Indeed, if forest owners had greater financial incentive to maintain their forests intact, they would be less likely to contribute to further deforestation. Among the 10 largest forested countries, six are low- or middle-income countries (Brazil, China, the Democratic Republic of Congo, Indonesia, Peru, and India).
Valuing the Congo River Basin
The Congo River Basin forest—located in one of the poorest areas of the world—contributed more in net carbon removal than any other tropical forest in the previous decade.
With an annual gross removal of 1.1 gigatonnes between 2001 and 2019, the ecosystem service the Congo River Basin provides to the world is immense. At a price of $50 per tonne of carbon in 2020, this represents a service with an annual value of some $55 billion, or 36 percent of the GDP of the region covered by the forest in 2021.
The Congo River Basin forest covers 298 million hectares and is spread over several countries (see figure 4). To put the value of the forest’s carbon removal service in context, it corresponds to five times the current annual government budget of its largest host country, the Democratic Republic of Congo (DRC). Oil reserves within the DRC are also significant, with a planned auction estimating the DRC has reserves of 16 billion barrels, potentially worth $650 billion. The value of carbon removal could rival the value of those oil reserves over a period of 12 years.
Figure 4. Distribution of the Congo River Basin Forest area by country
One of the main mechanisms for supporting the Congo Basin is the Central African Forest Initiative (CAFI). The funding for CAFI totals just over $230 million since 2015, and therefore is well-short of even one year’s value of the climate service provided, which we estimate above as $55 billion per year. Total funding then is less than half of 1 percent of the annual value (0.4 percent).
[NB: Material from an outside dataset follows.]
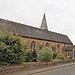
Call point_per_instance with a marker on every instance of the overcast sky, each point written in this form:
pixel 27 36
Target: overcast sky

Should the world be willing to pay the full value for carbon removal?
Our calculations demonstrate that countries that are home to the Congo River Basin are providing an extremely valuable service to the world. If those countries are not rewarded for that service, they may have little incentive to maintain it. With very low income levels in each of these countries, it’s not surprising that they are pursuing economic opportunities that involve deforestation.
Even so, the value of the carbon removal service is only a guide to what these countries would need to be paid to preserve the forest. That payment would be the subject of negotiation between the buyer (the world), informed by any alternatives it has for sequestration, and the seller (the Congo River Basin countries), who would need to be paid more than any benefits foregone from deforestation. The benefits foregone may be substantially greater at the edge of the forest, next to transport and agricultural land, whereas they may be much smaller in the centre. So, it’s possible that, in principle, the world may not need to pay the full value of the carbon removal services that forests play in order to preserve them. Conversely, in a future world if the only way to catch a plane was to purchase a forest offset via an auction, perhaps the willingness to pay could be much greater.
Aid and forest protection
There have been long-standing efforts to protect forests and their carbon removal through the use of aid. This is controversial as removing global emissions alone has very little direct benefit for the recipient country and, by definition, aid, specifically official development assistance (ODA), must promote and specifically target the economic development and welfare of developing countries. Forestry projects may also have local benefits and these may justify the categorisation as aid. ODA remains the main financial mechanism for supporting forests; and here we consider their overall value to compare with forest valuations.
ODA to forests is spread between bilateral and multilateral efforts. As illustrated in figure 5, ODA to forests remained mostly flat in the last decade despite a push in 2020, mainly driven by additional multilateral funding. Hence, in 2020, ODA to forestry reached its highest in a decade, above $1.1 billion. Among bilateral donors, Germany, the United Kingdom, and France are particularly active in providing assistance for forest protection, representing almost two-thirds of total ODA to forests provided by DAC donors. On the multilateral front, there are a plethora of initiatives, many funding work on Reducing Emissions from Deforestation and Forest Degradation (REDD). Such initiatives include UN-led work, and others including, the Amazon Fund, the Forest Carbon Partnership Facility, the Congo Basin River Fund, and the BioCarbon Fund. Next to ODA, other official flows, which do not meet the ODA criteria, particularly on the level of concessionality, amounted to $233 million in 2020.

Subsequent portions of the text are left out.